バスケットボール女子ロンドン五輪最終予選でトルコがアルゼンチンに完勝し、初めて五輪切符をつかんだときのことを、1月23日の朝日新聞夕刊にこんな風に書いてある。昨年6月、トルコの首都アンカラにある1万人収容のアンカラ・アリーナでの出来事だ。


2020年五輪招致大使も務める人気バレーボール選手のネスリハン・ダルネルさん(朝日新聞の記事より)

ロンドン五輪開会式での吉田沙保里旗手

(会場は)観客で埋め尽くされた。耳をつんざく国歌の大合唱。

この勝利はトルコのスポーツ界にとって歴史的な意味があった。初めて五輪代表の女子の数が男子を上回ることが確定したからだ。

選手団の旗手にも選ばれたのは、バレーボール女子のスターであるネスリハン・ダルネル選手(29)。「女性であり、母だから」。クルチ・青年スポーツ相は理由をそう話した。

「鳥肌が立つような経験でした」。世界選手権で最多得点に輝いたこともあるダルネル選手は、五輪の開会式を振り返る。2006年に結婚。08年に長女ペネロペちゃんを出産すると、すぐに復帰した。イスラム圏のトルコでは珍しいママさん選手として活躍する。

「私のファンは女性のほうが多いかもしれない。自分の人気を利用して、トルコでも女性が仕事と家庭を両立できるんだと証明したい」。スポーツだけにとどまらない自らの役割を認識している。

トルコは国民の99%がイスラム教徒だが、女性の社会進出は比較的進んでいる。1923年に建国し、政教分離を憲法で定めた。「あのときに男女平等教育を勝ち得て、どんな職業にも女性が参加している」とマルマラ大学のアイシェ・ドゥラクバシャ教授は話す。特に医者や弁護士など専門職では女性が多く、企業の最高経営責任者(CEO)の女性比率は12%で世界のトップクラスだ。
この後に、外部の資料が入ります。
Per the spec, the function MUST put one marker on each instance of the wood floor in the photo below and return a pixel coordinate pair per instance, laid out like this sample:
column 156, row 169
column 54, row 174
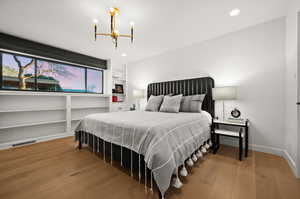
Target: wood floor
column 55, row 170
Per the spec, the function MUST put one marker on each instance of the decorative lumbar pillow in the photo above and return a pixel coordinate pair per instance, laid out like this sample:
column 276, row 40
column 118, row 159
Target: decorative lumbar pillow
column 154, row 103
column 171, row 104
column 192, row 103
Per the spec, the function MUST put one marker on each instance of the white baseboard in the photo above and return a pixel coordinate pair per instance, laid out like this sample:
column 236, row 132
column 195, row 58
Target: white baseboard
column 38, row 139
column 290, row 161
column 267, row 149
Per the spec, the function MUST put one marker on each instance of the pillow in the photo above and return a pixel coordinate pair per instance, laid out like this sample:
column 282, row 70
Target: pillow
column 192, row 103
column 154, row 103
column 171, row 104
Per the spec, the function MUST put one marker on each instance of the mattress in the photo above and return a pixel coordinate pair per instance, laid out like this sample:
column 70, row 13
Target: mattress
column 165, row 140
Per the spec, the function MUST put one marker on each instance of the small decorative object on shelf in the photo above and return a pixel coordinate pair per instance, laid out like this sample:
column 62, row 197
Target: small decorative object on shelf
column 114, row 98
column 118, row 89
column 235, row 113
column 132, row 108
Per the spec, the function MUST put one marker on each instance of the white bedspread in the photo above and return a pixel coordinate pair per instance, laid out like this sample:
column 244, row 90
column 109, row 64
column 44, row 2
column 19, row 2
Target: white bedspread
column 165, row 139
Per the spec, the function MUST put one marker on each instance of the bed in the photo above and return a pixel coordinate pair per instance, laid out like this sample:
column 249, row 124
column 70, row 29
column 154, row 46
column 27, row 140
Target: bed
column 155, row 144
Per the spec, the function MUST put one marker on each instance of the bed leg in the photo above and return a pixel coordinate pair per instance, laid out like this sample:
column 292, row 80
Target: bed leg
column 79, row 140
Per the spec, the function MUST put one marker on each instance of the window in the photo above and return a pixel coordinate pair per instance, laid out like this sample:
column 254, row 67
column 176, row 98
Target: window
column 34, row 74
column 18, row 72
column 94, row 81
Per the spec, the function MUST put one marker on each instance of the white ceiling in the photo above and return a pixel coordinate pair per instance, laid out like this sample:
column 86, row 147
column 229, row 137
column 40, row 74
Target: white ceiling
column 160, row 25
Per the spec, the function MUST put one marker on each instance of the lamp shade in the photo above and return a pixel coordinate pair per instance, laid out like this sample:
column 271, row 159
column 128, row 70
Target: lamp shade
column 138, row 93
column 225, row 93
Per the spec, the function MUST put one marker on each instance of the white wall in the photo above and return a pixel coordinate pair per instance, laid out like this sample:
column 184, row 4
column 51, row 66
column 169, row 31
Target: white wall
column 292, row 84
column 253, row 59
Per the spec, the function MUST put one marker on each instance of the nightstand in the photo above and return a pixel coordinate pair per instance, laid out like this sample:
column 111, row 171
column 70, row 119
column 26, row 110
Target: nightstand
column 241, row 134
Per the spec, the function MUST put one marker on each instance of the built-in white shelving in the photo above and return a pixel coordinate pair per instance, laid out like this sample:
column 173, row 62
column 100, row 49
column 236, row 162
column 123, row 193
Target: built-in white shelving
column 31, row 124
column 30, row 110
column 39, row 116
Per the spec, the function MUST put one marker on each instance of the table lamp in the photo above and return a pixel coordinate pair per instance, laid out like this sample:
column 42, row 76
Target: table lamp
column 225, row 93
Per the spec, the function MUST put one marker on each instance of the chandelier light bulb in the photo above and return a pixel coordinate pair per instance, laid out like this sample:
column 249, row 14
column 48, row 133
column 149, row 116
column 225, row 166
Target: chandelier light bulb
column 95, row 21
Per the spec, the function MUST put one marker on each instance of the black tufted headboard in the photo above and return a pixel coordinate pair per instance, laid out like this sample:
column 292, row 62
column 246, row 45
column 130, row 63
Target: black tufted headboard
column 186, row 87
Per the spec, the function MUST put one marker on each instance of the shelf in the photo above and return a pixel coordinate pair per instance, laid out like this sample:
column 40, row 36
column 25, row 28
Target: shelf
column 31, row 110
column 91, row 107
column 32, row 124
column 36, row 93
column 77, row 119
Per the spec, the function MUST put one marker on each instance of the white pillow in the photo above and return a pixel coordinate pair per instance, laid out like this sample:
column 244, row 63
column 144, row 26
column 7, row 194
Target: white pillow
column 192, row 103
column 171, row 104
column 154, row 103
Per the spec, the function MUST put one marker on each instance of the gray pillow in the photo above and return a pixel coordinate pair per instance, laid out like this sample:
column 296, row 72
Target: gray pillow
column 171, row 104
column 154, row 103
column 192, row 103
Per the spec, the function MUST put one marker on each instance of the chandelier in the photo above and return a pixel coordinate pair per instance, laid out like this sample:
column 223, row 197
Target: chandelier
column 114, row 33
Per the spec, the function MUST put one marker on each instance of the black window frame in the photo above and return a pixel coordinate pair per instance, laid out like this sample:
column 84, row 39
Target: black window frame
column 35, row 76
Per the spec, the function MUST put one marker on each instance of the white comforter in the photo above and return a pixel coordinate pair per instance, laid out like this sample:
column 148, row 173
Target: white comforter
column 165, row 139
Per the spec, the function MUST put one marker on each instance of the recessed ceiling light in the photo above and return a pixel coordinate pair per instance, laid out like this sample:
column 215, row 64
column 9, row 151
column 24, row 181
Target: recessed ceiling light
column 235, row 12
column 95, row 21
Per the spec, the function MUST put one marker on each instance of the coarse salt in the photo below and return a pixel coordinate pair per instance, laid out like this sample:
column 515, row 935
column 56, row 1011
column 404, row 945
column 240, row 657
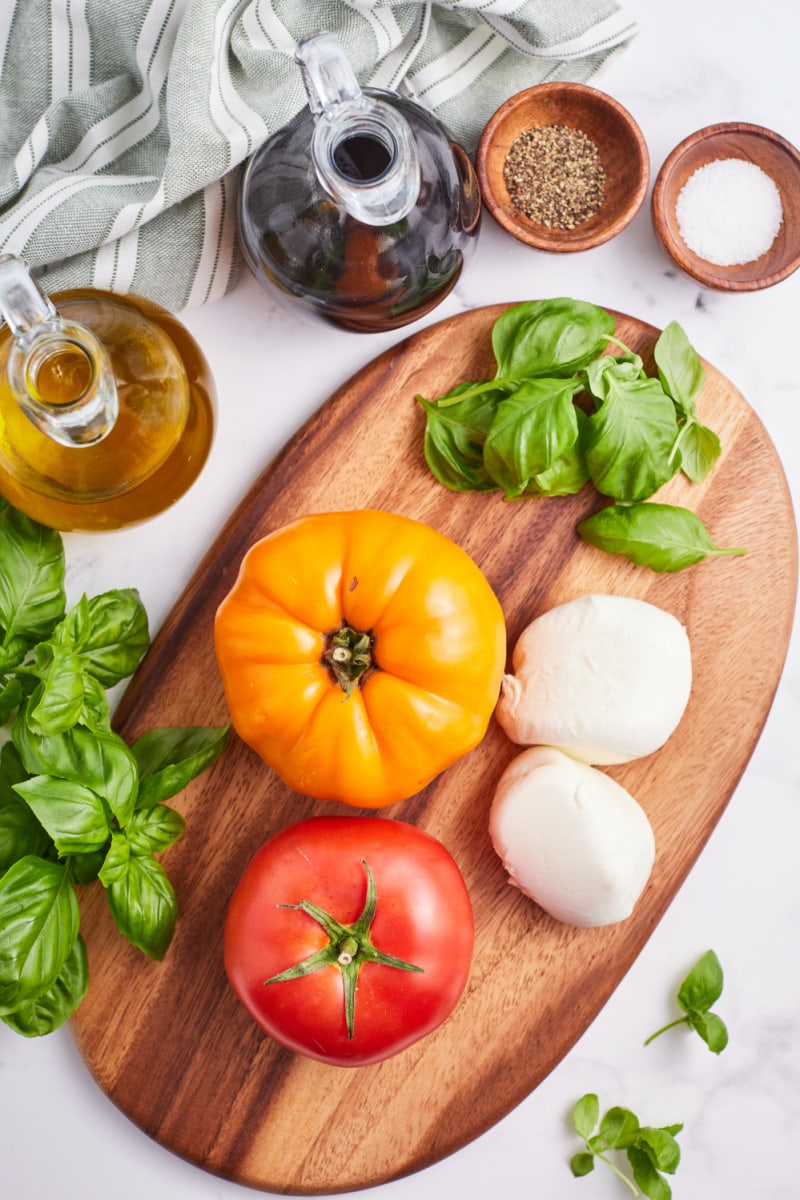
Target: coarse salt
column 729, row 211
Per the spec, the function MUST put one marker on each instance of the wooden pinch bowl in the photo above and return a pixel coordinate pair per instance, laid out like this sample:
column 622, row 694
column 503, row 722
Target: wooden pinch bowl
column 752, row 143
column 620, row 144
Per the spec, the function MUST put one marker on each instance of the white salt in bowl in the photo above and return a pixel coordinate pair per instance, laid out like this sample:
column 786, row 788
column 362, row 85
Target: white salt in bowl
column 727, row 222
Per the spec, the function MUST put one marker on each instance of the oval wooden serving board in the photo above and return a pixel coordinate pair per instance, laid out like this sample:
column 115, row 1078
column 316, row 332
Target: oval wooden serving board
column 169, row 1043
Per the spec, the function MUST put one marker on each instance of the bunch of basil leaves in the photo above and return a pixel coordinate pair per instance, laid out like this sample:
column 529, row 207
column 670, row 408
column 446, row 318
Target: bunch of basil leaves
column 523, row 433
column 77, row 803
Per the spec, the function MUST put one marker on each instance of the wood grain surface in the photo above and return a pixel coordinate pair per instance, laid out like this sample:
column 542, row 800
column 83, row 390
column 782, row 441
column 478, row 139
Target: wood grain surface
column 169, row 1043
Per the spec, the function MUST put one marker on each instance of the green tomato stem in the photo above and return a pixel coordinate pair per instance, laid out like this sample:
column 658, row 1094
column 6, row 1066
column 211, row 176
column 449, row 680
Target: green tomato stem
column 349, row 948
column 348, row 655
ただ、トルコ全体を見渡すと、男女平等はまだら模様だ。特に国土の大半を占めるアジア側のアナトリア半島ではイスラムの伝統的な考え方が残る。10代で親から結婚を強制される女性も多い。

この記事、実はわかりにくい。「ネスリハン・ダルネル選手はバレーボールの選手なのに、バスケットボールの試合の開会式で旗手になったのか?」と私は読んでしまった。どうやら、2012年のロンドン五輪開会式で旗手だったということのようだ。

何はともあれ、旗手というのはおそろしく緊張するようだ。私も東京五輪や長野での冬季五輪の開会式で、各国選手団の旗手に国旗を渡す場に立ち会ったが、その緊張振りは試合以上ではないかと思われる人が多かった。

そんな場面に、政教分離のトルコとはいえイスラム信者がほとんどというトルコで女性の旗手が選ばれたというのは、2020年の五輪開催地を争う相手としては、向こうが一枚上手かなと一瞬思ったが、いやいや、日本選手団は開閉会式とも旗手は吉田沙保里。JOCが吉田選手を旗手として指名したとき、「旗手は熱望していた。金メダルをとれないというジンクスを打ち破る」と述べ、自らを一層奮い立たせ、アテネ、北京両大会に続き、ロンドンで見事に五輪三連覇を達成した。